Parallel PopGen Package
Simulation Models: Selection Group

Functions that model selection coefficients (s) across populations and over time. More...

Classes

struct  Sim_Model::selection_constant
 functor: models selection coefficient s as a constant across populations and over time More...
 
struct  Sim_Model::selection_linear_frequency_dependent
 functor: models selection coefficient as linearly dependent on frequency More...
 
struct  Sim_Model::selection_sine_wave
 functor: models selection as a sine wave through time More...
 
struct  Sim_Model::selection_population_specific< Functor_sel, Functor_sel_pop >
 functor: one population, pop, has a different, selection function, s_pop, all other have function s More...
 
struct  Sim_Model::selection_piecewise< Functor_sel1, Functor_sel2 >
 functor: selection function changes from s1 to s2 at generation inflection_point More...
 

Detailed Description

Functions that model selection coefficients (s) across populations and over time.

Selection coefficients are defined by:

AA Aa aa
1 1+hs 1+s

where h is the dominance coefficient and AA, Aa, aa represent the various alleles. Thus Effective Selection, gamma, is defined by N_chromosome_e*s which for outbreeding diploids is 2*N*s and haploid is N*s where N is the number of individuals (as returned by demography functions).
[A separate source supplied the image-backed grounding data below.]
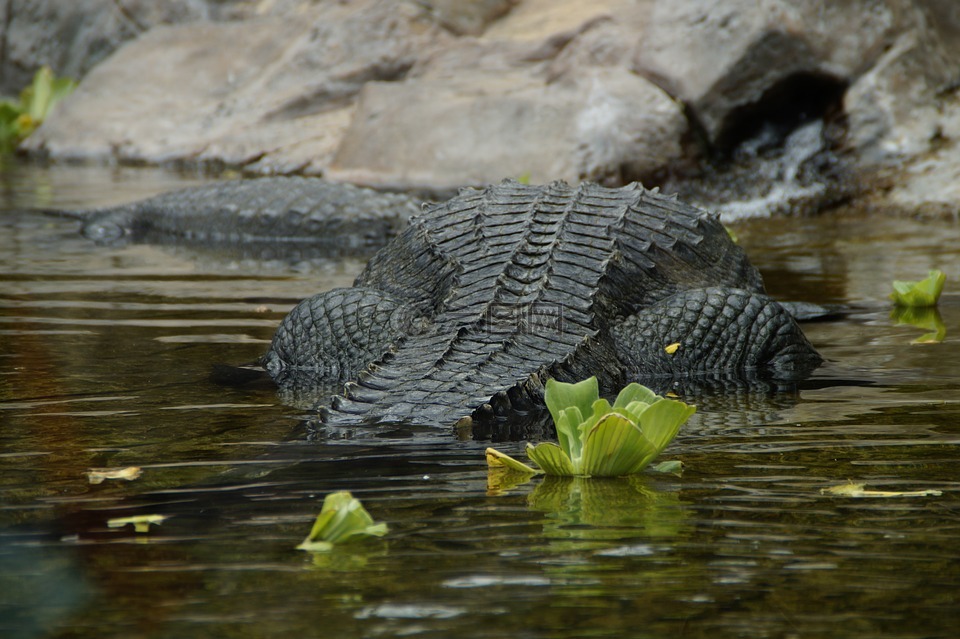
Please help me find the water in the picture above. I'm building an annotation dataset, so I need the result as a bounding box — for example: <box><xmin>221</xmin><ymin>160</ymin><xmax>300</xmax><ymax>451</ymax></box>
<box><xmin>2</xmin><ymin>161</ymin><xmax>960</xmax><ymax>638</ymax></box>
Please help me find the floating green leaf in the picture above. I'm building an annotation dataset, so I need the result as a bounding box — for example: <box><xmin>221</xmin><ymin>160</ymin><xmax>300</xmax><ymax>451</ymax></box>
<box><xmin>890</xmin><ymin>270</ymin><xmax>945</xmax><ymax>307</ymax></box>
<box><xmin>487</xmin><ymin>377</ymin><xmax>695</xmax><ymax>478</ymax></box>
<box><xmin>297</xmin><ymin>491</ymin><xmax>388</xmax><ymax>552</ymax></box>
<box><xmin>485</xmin><ymin>447</ymin><xmax>538</xmax><ymax>475</ymax></box>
Diploids with inbreeding, F, will have an effective strength of selection, gamma, of 2*N*s/(1+F). See Simulation Models: Demography Group for more about effective population size in the simulation. Side note: if gamma is set to some float, S*(1+F), h=0.5 (co-dominant), and the population size is similarly scaled (i.e. N*(1+F)), then the effective selection in the simulation will be invariant with respect to inbreeding.

Minimum selection is s >= -1 (lethal). Currently the program will not throw an error if the selection is less than -1, but will simply take the max(s,-1).
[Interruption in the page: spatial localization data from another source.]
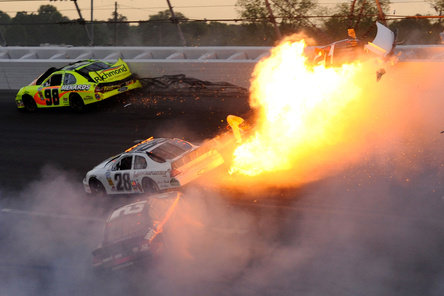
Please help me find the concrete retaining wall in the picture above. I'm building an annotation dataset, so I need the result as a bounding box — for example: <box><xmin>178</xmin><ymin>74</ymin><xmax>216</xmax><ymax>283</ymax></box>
<box><xmin>0</xmin><ymin>46</ymin><xmax>270</xmax><ymax>90</ymax></box>
<box><xmin>1</xmin><ymin>45</ymin><xmax>444</xmax><ymax>90</ymax></box>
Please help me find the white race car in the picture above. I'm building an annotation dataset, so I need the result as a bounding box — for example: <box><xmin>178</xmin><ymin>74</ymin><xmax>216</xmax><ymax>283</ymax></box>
<box><xmin>83</xmin><ymin>137</ymin><xmax>224</xmax><ymax>195</ymax></box>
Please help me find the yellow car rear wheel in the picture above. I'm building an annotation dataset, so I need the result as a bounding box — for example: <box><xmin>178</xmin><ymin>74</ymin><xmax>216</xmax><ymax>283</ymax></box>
<box><xmin>69</xmin><ymin>94</ymin><xmax>85</xmax><ymax>113</ymax></box>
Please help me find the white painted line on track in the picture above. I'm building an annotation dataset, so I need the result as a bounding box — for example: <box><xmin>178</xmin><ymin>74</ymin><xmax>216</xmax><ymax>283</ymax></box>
<box><xmin>1</xmin><ymin>208</ymin><xmax>104</xmax><ymax>223</ymax></box>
Writing your own Selection functions

These can be functions or functors (or soon, with C++11 support, lambdas). However, the selection function must be of the form:

__device__ float your_function(int population, int generation, float freq){ ... return selection_coeff; }

This returns the selection coefficient in population population at generation generation for a mutation at frequency freq. The __device__ flag is to ensure the nvcc compiler knows the function must be compiled for the device (GPU). Because of this flag, the function must be defined in CUDA source file (*.cu) or declared/defined header file (*.h, *.hpp, *.cuh, etc...) which is included in a CUDA source file. Since this code will be compiled on the GPU, do not use dynamically allocated arrays in your function (e.g. float * f = new float[5]) unless you know CUDA. And even then avoid them as they will slow the code down (parameters have to be pulled from the GPU's global memory (vRAM), which is slow). Statically allocated arrays (e.g. float f[5]) are fine.